Once the pipeline was built, it can be inserted into an executor. Through the graph inside the pipeline the execution order (topological order) of the nodes is determined by the dependencies between them. Therefore, it is expected that the connections between the nodes form a DAG (Directed Acyclic Graph), if this does not happen, an error will be raised.

```python
executor = SequentialExecutor(pipeline)
executor.execute_pipeline(executor.obtain_topo_order())
```

Currently, only the sequential execution is supported, but soon the executions through concurrency and parallelism will be added.

**Results:**

Below are the log results generated by the pipeline execution.
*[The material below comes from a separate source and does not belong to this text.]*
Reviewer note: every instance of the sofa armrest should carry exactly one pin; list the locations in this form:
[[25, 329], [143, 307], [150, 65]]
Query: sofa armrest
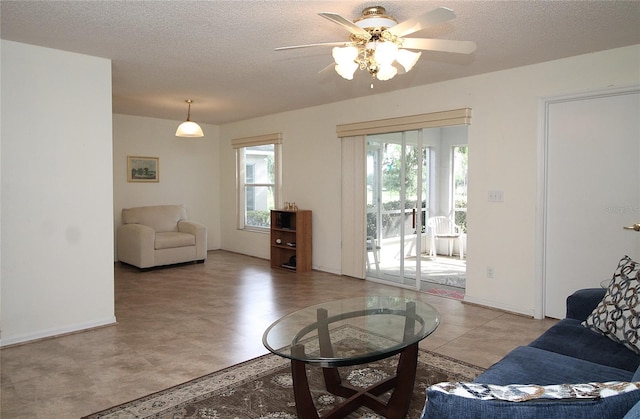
[[198, 230], [136, 245], [582, 302]]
In cases where there are a lot of nodes or the pipeline is called many times inside a loop, it is recommended to turn off the logs.

```shell
[2021-10-26 12:00:21] INFO ipipeline.control.execution - topo_order: [['n1'], ['n2', 'n3'], ['n4']]
[2021-10-26 12:00:21] INFO ipipeline.control.execution - node - id: n1, tags: ['collect']
[2021-10-26 12:00:21] INFO ipipeline.control.execution - node - id: n2, tags: ['process1']
[2021-10-26 12:00:21] INFO ipipeline.control.execution - node - id: n3, tags: ['process2']
[2021-10-26 12:00:21] INFO ipipeline.control.execution - node - id: n4, tags: ['display']
results - x: 2, y: 4, z: 8
```

According to the defined workflow, the nodes were executed in the expected order. The inner lists of the topological order must always be executed in order, however, the elements within them can be executed simultaneously. As in this case the SequentialExecutor class was used, the nodes will be executed as if the topological order were a flat list.